In his interview with Arise TV recently, Ovation publisher and presidential hopeful Dele Momodu talked of the “owners of Nigeria” who teleguide the selection of political leaders, particularly presidents, and to whom we’re helpless victims.
They are an amorphous group of crafty old stagers with enduringly deep roots in the structure of Nigeria, and include such people as TY Danjuma, IBB, Abdulsalami Abubakar, Aliyu Gusau, Obasanjo (from 2007 to now), etc.
From 1999 up until 2019, this group determined who became president. But the late Abba Kyari caused their mystique to evaporate in 2019.
Like Dele Momodu rightly pointed out, the group endorsed Atiku Abubakar because they justifiably feared that Buhari was leading Nigeria to a ruinous future that it may not recover from.
*However, although Atiku did convincingly win the 2019 election by nearly 2 million votes, Abba Kyari used INEC’s Mahmood Yakubu, a man he singlehandedly and strategically appointed, to thwart Atiku’s victory– and nothing happened.
Nearly three years after the election, INEC has still not given a state-by-state breakdown of the result of the election on its website like Attahiru Jega’s INEC did.*
INEC has not had the courage to share the raw data of the election with the public because the numbers won’t add up. The numbers won’t add up because they are not even remotely faithful to the outcome of the votes cast on Election Day.
An indication of the discomfiture of the “owners of Nigeria” about the outcome of the 2019 election was evident in the fact that no past living head of state or president, except the unfailingly genial Yakubu Gowon, honored Buhari’s inauguration. They all withheld their symbolic stamps of approval from it.

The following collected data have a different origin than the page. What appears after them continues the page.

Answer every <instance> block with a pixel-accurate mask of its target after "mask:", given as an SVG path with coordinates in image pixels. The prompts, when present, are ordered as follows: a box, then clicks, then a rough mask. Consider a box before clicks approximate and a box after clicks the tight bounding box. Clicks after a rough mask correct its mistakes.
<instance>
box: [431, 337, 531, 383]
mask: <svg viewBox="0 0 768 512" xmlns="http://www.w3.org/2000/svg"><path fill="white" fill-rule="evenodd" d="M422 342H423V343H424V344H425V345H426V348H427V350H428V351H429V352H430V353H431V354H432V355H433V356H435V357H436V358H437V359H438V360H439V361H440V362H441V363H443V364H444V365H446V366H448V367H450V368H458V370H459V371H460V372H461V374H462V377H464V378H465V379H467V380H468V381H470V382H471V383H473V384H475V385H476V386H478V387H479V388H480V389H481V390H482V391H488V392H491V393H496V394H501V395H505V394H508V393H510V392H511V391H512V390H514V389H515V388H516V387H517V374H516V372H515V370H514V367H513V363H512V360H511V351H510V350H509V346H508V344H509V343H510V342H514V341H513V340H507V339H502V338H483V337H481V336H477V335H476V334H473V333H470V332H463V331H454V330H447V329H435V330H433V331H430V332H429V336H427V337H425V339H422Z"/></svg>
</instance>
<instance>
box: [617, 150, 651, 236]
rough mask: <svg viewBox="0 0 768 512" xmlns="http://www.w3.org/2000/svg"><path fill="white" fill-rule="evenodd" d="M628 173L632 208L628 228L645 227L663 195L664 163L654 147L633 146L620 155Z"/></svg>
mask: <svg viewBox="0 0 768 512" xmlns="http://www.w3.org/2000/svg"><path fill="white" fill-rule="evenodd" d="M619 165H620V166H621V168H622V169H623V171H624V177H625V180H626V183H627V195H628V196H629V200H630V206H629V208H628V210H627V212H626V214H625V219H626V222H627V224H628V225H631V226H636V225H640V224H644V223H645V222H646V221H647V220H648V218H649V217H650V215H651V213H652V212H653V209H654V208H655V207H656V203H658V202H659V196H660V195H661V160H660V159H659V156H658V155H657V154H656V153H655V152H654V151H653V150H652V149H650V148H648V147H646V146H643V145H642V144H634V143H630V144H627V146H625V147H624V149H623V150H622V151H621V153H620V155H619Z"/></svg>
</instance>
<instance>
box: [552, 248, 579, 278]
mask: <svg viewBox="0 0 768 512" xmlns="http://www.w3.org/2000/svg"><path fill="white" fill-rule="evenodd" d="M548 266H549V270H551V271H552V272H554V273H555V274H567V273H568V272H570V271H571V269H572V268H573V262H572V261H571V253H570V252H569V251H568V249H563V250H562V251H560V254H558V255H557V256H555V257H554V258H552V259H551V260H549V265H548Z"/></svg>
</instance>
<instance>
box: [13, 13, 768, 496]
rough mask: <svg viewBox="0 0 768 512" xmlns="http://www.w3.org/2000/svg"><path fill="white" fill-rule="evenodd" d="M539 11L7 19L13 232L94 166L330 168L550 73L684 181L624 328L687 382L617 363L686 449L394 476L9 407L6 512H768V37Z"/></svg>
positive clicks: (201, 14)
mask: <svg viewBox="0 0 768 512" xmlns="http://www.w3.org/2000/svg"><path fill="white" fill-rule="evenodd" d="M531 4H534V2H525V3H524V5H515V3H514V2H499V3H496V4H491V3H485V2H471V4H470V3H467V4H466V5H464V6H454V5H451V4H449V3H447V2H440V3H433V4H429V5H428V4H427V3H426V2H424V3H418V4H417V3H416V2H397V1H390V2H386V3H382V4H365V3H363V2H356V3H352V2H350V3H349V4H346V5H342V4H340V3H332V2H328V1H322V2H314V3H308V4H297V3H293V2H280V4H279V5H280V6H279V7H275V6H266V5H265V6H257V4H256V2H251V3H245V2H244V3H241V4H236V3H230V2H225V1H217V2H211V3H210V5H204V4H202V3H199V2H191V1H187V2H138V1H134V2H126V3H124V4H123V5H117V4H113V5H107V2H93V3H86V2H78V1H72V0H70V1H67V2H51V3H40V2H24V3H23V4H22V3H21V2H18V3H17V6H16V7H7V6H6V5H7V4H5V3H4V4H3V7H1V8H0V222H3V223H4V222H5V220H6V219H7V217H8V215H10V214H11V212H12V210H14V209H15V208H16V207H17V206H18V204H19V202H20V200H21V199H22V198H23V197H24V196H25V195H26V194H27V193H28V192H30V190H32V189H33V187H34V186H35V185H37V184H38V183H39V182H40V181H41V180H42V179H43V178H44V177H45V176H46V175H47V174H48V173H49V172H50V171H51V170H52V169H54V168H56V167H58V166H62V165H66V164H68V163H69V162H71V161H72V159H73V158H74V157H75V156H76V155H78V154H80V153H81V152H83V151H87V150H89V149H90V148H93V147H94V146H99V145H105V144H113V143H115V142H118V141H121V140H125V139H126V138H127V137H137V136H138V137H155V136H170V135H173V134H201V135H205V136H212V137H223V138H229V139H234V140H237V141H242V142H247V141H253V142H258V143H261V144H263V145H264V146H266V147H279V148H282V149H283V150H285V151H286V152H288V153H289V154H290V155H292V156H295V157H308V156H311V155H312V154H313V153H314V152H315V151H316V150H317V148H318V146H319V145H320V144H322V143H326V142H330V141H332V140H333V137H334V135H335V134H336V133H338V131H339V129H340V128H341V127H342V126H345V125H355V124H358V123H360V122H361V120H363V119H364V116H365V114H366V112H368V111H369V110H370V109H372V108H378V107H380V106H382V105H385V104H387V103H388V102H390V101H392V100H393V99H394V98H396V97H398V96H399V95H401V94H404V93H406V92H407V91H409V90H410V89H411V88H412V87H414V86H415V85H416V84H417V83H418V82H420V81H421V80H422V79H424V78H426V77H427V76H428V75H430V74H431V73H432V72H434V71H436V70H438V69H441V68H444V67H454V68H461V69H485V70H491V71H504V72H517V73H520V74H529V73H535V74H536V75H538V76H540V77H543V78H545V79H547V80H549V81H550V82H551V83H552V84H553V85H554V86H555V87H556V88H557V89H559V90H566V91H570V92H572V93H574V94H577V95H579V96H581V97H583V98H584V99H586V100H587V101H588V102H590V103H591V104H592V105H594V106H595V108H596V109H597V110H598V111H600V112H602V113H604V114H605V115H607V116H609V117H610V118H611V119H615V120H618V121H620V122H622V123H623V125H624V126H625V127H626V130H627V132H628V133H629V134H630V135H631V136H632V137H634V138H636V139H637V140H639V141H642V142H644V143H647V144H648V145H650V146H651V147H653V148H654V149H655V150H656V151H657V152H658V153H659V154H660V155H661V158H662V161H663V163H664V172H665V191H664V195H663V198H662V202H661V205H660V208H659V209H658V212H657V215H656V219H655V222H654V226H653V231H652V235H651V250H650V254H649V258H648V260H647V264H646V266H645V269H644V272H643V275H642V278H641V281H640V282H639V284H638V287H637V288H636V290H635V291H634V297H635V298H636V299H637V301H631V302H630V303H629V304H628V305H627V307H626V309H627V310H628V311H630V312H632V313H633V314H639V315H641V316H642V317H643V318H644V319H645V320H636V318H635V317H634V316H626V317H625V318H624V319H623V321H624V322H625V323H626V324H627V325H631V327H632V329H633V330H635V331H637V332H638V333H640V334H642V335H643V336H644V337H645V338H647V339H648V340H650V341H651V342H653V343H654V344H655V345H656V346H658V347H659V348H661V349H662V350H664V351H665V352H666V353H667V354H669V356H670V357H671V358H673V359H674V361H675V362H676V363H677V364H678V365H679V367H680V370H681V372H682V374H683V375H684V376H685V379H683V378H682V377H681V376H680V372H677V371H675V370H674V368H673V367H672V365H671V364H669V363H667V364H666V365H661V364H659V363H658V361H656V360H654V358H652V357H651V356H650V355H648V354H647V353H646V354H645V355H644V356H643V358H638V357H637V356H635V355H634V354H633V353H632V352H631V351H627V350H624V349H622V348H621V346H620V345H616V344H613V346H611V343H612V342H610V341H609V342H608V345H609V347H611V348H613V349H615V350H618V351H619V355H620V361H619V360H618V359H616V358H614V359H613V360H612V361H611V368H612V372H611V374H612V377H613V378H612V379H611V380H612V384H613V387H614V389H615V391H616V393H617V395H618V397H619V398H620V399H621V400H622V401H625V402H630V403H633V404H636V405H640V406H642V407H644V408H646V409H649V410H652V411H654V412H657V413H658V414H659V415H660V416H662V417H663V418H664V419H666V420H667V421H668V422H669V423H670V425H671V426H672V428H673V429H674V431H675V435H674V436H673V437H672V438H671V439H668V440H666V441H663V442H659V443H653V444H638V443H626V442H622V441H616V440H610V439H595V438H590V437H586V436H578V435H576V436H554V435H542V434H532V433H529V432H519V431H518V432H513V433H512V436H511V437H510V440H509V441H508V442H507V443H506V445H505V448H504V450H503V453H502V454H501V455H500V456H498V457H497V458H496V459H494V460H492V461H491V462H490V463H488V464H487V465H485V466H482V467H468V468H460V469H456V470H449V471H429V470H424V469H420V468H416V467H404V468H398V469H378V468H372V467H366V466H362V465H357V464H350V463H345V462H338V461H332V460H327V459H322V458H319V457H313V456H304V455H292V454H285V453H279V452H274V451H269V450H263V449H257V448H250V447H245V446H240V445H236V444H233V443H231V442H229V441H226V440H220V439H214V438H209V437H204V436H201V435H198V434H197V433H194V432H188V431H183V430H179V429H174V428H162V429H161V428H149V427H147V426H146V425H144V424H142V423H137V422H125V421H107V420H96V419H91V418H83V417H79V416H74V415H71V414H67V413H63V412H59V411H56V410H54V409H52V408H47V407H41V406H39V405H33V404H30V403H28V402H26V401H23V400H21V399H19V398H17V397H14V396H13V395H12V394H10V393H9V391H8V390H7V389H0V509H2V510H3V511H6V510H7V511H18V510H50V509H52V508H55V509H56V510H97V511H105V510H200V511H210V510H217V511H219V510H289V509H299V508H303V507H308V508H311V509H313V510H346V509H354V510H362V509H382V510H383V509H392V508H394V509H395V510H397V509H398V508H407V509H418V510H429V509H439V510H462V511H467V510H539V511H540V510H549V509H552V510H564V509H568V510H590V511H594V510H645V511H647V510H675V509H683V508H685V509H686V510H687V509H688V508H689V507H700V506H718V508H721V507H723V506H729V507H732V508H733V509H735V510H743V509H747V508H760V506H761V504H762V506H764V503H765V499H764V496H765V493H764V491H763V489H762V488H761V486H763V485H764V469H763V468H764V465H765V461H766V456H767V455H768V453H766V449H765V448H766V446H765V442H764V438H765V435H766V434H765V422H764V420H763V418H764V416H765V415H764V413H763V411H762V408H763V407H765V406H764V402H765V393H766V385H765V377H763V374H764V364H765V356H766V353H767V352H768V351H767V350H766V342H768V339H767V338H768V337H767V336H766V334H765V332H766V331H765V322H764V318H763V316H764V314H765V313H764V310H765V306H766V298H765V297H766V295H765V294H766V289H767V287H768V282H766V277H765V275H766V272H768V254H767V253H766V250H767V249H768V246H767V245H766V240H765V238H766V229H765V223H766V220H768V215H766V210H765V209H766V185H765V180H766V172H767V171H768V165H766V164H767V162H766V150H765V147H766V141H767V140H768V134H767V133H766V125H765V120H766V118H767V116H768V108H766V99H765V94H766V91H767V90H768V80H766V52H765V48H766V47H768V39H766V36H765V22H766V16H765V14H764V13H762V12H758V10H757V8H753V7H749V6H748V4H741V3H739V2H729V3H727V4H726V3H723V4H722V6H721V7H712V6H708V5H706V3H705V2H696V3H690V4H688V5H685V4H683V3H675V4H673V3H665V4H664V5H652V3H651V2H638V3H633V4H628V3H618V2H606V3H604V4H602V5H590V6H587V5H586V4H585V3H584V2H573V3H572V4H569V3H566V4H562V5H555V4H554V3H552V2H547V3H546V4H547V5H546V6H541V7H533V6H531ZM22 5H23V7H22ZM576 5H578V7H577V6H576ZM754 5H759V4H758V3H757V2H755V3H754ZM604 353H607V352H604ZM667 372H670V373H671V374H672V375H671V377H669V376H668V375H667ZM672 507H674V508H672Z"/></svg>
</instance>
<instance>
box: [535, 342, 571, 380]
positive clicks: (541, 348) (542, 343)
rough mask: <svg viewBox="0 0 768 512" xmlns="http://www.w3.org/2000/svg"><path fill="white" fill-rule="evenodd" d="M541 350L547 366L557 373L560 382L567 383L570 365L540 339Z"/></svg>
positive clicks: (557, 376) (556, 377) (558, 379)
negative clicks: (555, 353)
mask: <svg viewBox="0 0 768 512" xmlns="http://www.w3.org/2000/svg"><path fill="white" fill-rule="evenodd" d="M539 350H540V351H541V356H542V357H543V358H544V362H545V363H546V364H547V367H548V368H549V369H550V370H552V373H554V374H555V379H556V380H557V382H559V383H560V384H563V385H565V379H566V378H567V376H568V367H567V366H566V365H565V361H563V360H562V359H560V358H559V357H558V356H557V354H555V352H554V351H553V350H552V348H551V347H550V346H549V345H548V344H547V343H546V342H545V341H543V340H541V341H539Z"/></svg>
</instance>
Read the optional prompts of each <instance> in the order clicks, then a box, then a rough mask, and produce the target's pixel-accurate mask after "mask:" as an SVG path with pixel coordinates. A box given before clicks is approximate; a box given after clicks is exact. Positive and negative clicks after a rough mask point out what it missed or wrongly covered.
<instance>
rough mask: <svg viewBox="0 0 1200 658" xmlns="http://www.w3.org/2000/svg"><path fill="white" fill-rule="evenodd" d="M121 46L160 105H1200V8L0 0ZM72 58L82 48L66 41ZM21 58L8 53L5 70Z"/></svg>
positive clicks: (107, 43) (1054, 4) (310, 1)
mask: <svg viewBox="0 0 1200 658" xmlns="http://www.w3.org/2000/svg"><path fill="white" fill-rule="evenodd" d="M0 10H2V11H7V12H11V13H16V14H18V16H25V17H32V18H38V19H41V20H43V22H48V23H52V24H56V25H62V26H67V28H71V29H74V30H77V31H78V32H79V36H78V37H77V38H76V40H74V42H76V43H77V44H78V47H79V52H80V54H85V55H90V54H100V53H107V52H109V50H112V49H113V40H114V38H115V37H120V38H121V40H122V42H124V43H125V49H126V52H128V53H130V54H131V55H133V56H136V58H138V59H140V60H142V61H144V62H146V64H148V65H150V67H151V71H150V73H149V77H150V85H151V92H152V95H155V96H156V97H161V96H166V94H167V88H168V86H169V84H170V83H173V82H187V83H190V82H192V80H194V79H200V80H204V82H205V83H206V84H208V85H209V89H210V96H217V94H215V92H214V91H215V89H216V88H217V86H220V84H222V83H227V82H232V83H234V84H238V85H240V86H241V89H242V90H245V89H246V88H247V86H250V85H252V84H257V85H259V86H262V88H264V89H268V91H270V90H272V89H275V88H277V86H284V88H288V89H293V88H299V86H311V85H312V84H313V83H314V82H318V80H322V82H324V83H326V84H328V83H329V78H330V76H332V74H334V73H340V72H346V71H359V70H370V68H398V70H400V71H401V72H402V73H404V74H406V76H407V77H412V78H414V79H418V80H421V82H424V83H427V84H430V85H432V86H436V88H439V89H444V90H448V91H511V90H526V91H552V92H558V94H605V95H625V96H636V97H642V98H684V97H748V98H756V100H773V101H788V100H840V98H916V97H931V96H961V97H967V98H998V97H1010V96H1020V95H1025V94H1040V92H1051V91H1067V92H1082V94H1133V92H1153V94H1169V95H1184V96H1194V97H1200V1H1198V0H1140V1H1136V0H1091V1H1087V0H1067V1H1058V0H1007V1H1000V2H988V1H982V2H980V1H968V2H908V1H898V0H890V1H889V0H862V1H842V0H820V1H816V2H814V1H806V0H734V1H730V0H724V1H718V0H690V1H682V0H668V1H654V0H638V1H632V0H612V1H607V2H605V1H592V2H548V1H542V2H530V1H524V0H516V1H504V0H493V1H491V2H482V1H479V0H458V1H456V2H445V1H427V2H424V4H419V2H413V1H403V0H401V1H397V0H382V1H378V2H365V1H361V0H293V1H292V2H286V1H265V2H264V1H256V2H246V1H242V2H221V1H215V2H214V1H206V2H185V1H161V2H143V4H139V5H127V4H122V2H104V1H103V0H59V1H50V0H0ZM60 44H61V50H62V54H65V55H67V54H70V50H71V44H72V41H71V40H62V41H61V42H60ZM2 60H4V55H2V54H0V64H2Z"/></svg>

That was a first.
Abba Kyari has shown that if you can control the INEC chairman, you can outsmart the “owners of Nigeria.”
Josef Stalin once said, “I consider it completely unimportant who… will vote, or how; but what is extraordinarily important is this — who will count the votes, and how.”
Nicaraguan dictator Anastasio Somoza was coarser and blunter when he mocked a political opponent he fraudulently “defeated”: “Indeed, you won the elections, but I won the count.”
The New York Times of May 26, 1880 recalled Napoleon Bonaparte to have said: “I care not who casts the votes of a nation, provided I can count them.”
Instead of begging the “owners of Nigeria” to give him a chance to be president, Egbon Dele Momodu should tweak Abba Kyari’s formula: influence how the vote is counted.
Since he can’t influence Mahmood Yakubu like Abba Kyari did, he should lend his weight to calls for transparent, on-the-spot electronic transmission of election results, which should be stored on a server that INEC can’t disown at will later—like it did in 2019.
If that becomes institutionalized, everyday Nigerians, and not a shadowy cabal of influence peddlers, could become the “owners of Nigeria.”